"Eww!" "That's kind of cool!" "Disturbing!"
If I told you that I overheard these comments while sitting in a high school classroom, you probably wouldn't guess that the students were reacting to a time-lapse video of a seed germinating.
And, no, this was not in a science class.
At Essex Street Academy on the Lower East Side, math teacher Sara Katz teaches the sole elective offered to the tenth grade -- a class called Food for Thought. She has been teaching the class during the spring semester for the past three years with funding assistance from Slow Food NYC's Urban Harvest program. The objective of the class is to encourage the students to think critically about the food they consume and their own interactions with the food system. Katz does not set out to criticize the students' food choices or drill them on micronutrients. Instead, the course is intended to give the high school sophomores a lens through which to make decisions and interpret information.
In a recent class, the students were starting seeds for their roof garden. Katz posed a number of questions and they broke off into groups to brainstorm. A question about which foods can grow in New York City sparked intense debate as the students grappled with the distinction between what could grow in the climate and their presumptions about what people actually grow in the city. So, when one student suggested grapes, another student disagreed because she felt it was impractical to grow grapes in an urban environment. Katz used the opportunity to encourage the class to consider all the options available for growing food in the city outside of a traditional farm setting. When she asked the students whether they could grow plants inside, many of them said no; but she urged them to consider spaces like windowsills, community gardens, fire escapes and rooftops.

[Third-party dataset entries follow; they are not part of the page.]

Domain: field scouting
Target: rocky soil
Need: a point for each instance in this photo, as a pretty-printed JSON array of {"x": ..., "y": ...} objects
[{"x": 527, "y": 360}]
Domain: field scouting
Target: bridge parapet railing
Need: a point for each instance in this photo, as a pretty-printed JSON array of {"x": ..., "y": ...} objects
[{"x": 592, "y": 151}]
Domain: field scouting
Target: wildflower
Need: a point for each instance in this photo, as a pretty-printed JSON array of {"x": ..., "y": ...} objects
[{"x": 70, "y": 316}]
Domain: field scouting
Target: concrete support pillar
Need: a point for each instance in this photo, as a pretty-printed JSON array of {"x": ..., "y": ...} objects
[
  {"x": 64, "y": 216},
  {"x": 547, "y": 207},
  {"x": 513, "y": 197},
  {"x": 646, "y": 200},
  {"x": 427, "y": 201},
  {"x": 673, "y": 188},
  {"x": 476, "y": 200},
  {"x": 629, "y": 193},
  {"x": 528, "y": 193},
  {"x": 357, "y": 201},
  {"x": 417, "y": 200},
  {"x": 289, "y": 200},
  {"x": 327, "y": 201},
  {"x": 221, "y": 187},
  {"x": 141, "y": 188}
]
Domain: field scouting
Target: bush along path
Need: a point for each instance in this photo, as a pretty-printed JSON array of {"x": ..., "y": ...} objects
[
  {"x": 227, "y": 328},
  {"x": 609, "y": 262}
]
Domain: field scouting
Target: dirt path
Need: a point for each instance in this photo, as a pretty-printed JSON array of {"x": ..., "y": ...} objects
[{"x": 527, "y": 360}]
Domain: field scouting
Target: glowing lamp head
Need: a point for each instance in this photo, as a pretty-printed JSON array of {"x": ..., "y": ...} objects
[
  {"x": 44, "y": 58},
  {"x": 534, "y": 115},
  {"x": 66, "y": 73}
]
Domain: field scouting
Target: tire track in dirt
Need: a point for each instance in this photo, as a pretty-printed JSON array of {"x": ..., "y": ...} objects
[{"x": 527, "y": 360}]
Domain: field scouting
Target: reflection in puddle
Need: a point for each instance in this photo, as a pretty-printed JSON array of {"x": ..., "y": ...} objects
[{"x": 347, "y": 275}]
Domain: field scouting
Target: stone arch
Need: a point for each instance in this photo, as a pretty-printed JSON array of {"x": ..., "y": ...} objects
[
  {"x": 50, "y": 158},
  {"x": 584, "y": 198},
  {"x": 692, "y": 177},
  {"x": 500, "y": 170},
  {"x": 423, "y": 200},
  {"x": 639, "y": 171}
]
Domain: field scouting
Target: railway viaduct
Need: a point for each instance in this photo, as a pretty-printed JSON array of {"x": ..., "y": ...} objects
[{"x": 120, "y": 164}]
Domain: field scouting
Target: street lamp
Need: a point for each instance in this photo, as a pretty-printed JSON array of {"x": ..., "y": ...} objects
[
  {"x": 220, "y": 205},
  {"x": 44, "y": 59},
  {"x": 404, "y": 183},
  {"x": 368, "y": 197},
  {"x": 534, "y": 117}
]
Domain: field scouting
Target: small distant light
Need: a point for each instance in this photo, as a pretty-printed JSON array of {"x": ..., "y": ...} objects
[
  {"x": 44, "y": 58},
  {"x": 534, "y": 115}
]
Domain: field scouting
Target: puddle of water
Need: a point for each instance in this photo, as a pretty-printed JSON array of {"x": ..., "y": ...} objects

Another question required the students to consider which crops would be ready to harvest in late May or early June. As anyone involved in a school garden knows, the height of the growing season occurs during summer break and so spring and fall crops are more suitable. This question stumped the students a little bit more. Katz pushed them to think about how they are used to having produce available in the supermarket year round, but reminded them that each crop has an actual season. Therefore, for their rooftop garden, they would be planting the makings of a giant salad- lettuces, radishes, herbs, etc.- to be harvested before the end of the school year.
Listening to the students debate food issues and observing their many "aha!" moments made me envious of the unique opportunity they have to take this class as high schoolers. Katz is exposing her students to an incredible range of information and experiences at a critical moment in their development as young citizens. They engage with current food issues through a range of articles and book excerpts tailored to each unit. There is an overnight trip to Hawthorne Valley Farm in Columbia County and field trip to The Meat Hook, a full-service butcher shop in Brooklyn that sources locally produced meat. They are going into the community and conducting surveys of nearby businesses while learning about food access. They are debating and role-playing economic and political issues related to food. It is truly impressive.
As a Slow Food NYC Urban Harvest committee member, I am continually awestruck by the passion, commitment and energy that teachers like Sara Katz bring into their classrooms. They are often treading into new territory when they break ground for a school garden, bring mobile kitchens into their schools, or develop a unit on food justice for high school students. The Urban Harvest in Schools initiative strives to sustain these teachers and programs through financial support and access to resources. One of the unique aspects of Urban Harvest is that we do not actually go into the schools with our own curriculum. Our objective is to support the teachers who want to incorporate a good food curriculum into their classrooms and assist them in achieving that goal. Because food is such a personal and sometimes sensitive subject and schools serve children from a myriad of backgrounds, this allows educators who are already attuned to the needs and histories of their students to institute an appropriate food curriculum.
Urban Harvest currently works with 14 schools in the South Bronx, Brooklyn, East Harlem, and the Lower East Side. On average, in the 13 public schools served, 75.7 percent of the students participate in the federal free lunch program. Each school is different in how it implements good food education, but projects include school gardens, food justice education, mobile kitchens and farm stands where students sell fresh local produce in their neighborhoods. Slow Food NYC is hosting its annual fundraiser, the (s)low down, on April 11 in Brooklyn to raise funds for the Urban Harvest program. The event will also honor Chef Bill Telepan for his dedication to improving school food through his Wellness in the Schools initiative.